Not applicable.  There wasn’t any discussion of potential harms and we can’t think of any – besides the obvious one of unnecessary glaucoma screening in some cases.

Does the story seem to grasp the quality of the evidence?

Not Satisfactory

At least the story included the independent perspective from an eye surgeon, who said:

“It remains to be seen if this approach will help us identify people at risk for glaucoma sooner,” he says. “We have a number of tools now to help us do that, but we’ve got to get people in our offices to use them.”

But there certainly wasn’t the kind of rigorous evaluation of the evidence that we would have liked to see in such a story.

The test is actually just computer analysis of retinal photographs, which many people have experience with for diabetic eye screening.  Placing the study in that context would be very helpful for readers who are trying to understand the study.  Also, the story doesn’t mention that 33% of participants are lost to follow-up.  Since only about 3% of participants with complete follow-up developed glaucoma, the actual number of patients among the “missing” 33% who developed glaucoma are likely to significantly influence the results and potentially the conclusions to be drawn.

Does the story commit disease-mongering?


No disease mongering of glaucoma in the story.

Does the story use independent sources and identify conflicts of interest?


The closing comment from an independent eye surgeon provided some necessary – albeit late and brief – perspective.

Does the story compare the new approach with existing alternatives?


Again, we’ll give the story the benefit of the doubt for at least nodding in the direction of other alternatives.  For example:

  • The researchers concluded that measuring retinal-vessel narrowing could help identify people at risk for glaucoma.
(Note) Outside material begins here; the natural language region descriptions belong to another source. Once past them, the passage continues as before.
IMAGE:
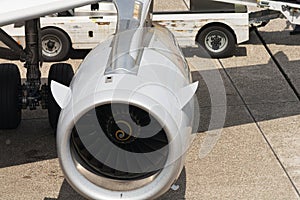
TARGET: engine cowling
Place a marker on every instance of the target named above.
(126, 119)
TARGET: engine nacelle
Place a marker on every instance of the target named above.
(126, 119)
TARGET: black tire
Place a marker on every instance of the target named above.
(10, 91)
(55, 45)
(218, 41)
(61, 73)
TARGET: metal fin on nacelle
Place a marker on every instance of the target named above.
(61, 93)
(186, 94)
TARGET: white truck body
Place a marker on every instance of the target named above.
(87, 28)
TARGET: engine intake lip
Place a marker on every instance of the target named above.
(135, 122)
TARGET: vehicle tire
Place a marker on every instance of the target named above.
(61, 73)
(218, 41)
(55, 45)
(10, 93)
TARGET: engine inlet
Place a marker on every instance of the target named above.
(120, 142)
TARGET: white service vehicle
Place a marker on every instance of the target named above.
(218, 27)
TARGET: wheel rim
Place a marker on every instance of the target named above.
(51, 45)
(216, 41)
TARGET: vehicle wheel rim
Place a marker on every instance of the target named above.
(51, 45)
(216, 41)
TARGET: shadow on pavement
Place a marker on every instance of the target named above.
(67, 192)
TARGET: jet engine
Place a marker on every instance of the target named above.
(126, 119)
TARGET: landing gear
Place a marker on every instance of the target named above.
(10, 96)
(61, 73)
(13, 96)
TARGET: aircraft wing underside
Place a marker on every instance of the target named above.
(12, 11)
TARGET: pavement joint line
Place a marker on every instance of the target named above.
(286, 77)
(261, 131)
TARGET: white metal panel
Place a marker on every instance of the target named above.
(12, 11)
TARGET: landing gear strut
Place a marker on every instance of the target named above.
(31, 93)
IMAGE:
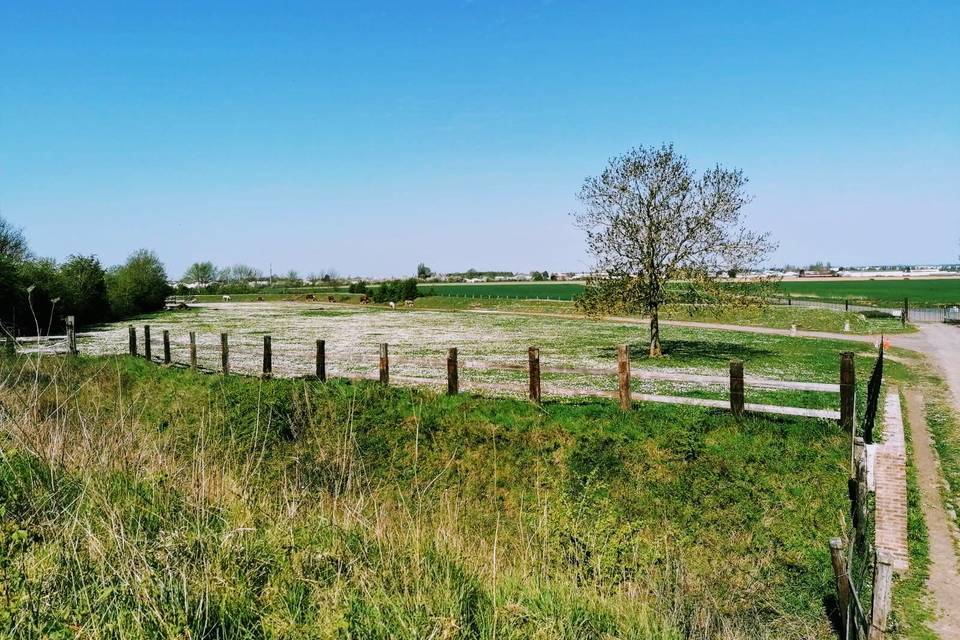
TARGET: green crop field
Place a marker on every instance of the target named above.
(925, 292)
(519, 290)
(880, 292)
(159, 503)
But they added that blood pressure and other factors that can contribute to vessel size would need to be considered.
  • Eye surgeon Mark Fromer, MD, of Lenox Hill Hospital in New York City, agrees that having regular eye exams is the best protection against vision loss associated with aging.“It remains to be seen if this approach will help us identify people at risk for glaucoma sooner,” he says. “We have a number of tools now to help us do that, but we’ve got to get people in our offices to use them.”

Does the story establish the availability of the treatment/test/product/procedure?

Not Satisfactory

There was no discussion of what the “computer-based imaging tool” really was.  Is it equipment already readily available and in use?  If not, what is it, and what would it take to implement?
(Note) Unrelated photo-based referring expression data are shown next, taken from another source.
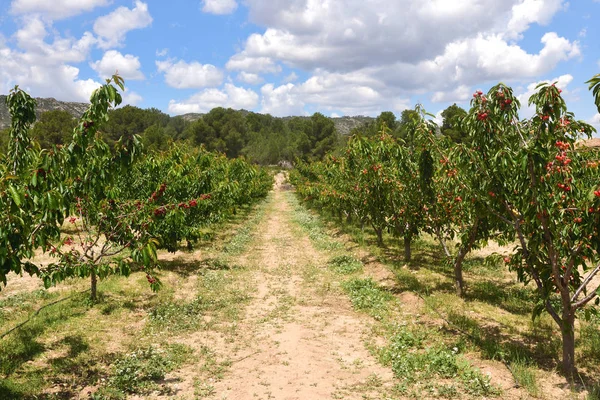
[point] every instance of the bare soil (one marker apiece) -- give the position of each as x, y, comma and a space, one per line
297, 341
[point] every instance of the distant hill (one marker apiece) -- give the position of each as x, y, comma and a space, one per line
343, 124
43, 105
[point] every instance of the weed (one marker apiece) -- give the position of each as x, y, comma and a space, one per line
345, 265
367, 296
140, 370
312, 225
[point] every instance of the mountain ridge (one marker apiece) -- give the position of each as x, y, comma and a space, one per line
343, 125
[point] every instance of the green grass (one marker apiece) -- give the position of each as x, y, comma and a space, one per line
141, 370
367, 296
345, 265
65, 345
311, 224
525, 376
416, 361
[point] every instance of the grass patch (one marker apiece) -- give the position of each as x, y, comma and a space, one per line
415, 364
367, 296
590, 339
345, 265
525, 376
218, 296
312, 225
243, 235
140, 371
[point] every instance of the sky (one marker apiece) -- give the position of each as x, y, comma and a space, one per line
297, 57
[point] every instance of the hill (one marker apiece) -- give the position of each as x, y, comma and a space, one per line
43, 105
342, 124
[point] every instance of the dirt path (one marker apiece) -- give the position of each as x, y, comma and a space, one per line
300, 341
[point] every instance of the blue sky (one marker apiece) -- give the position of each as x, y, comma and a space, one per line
295, 57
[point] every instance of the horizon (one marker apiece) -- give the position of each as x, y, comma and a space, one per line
339, 58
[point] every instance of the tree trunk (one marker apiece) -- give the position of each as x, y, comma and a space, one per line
407, 249
443, 243
379, 233
460, 257
94, 281
568, 336
458, 278
349, 218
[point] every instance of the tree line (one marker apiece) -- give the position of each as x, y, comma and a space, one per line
261, 138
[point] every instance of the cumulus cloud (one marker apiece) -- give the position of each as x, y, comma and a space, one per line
404, 46
249, 78
57, 9
204, 101
43, 68
182, 75
219, 7
243, 62
128, 66
351, 94
281, 101
461, 93
112, 28
528, 12
131, 98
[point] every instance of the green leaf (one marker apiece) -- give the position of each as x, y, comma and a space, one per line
16, 196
No details were provided – a weak spot in the story.

The story should have made the connection between retinal photography that is currently done for diabetic eye screening and this new, alternative use of the same images.

Does the story establish the true novelty of the approach?

Not Satisfactory

Related to the unsatisfactory “Availability” score above, since no details were given about the “computer-based imaging tool,” we don’t know anything about how novel it is (or isn’t).

Does the story appear to rely solely or largely on a news release?


It does not appear that the story relied solely or largely on a news release.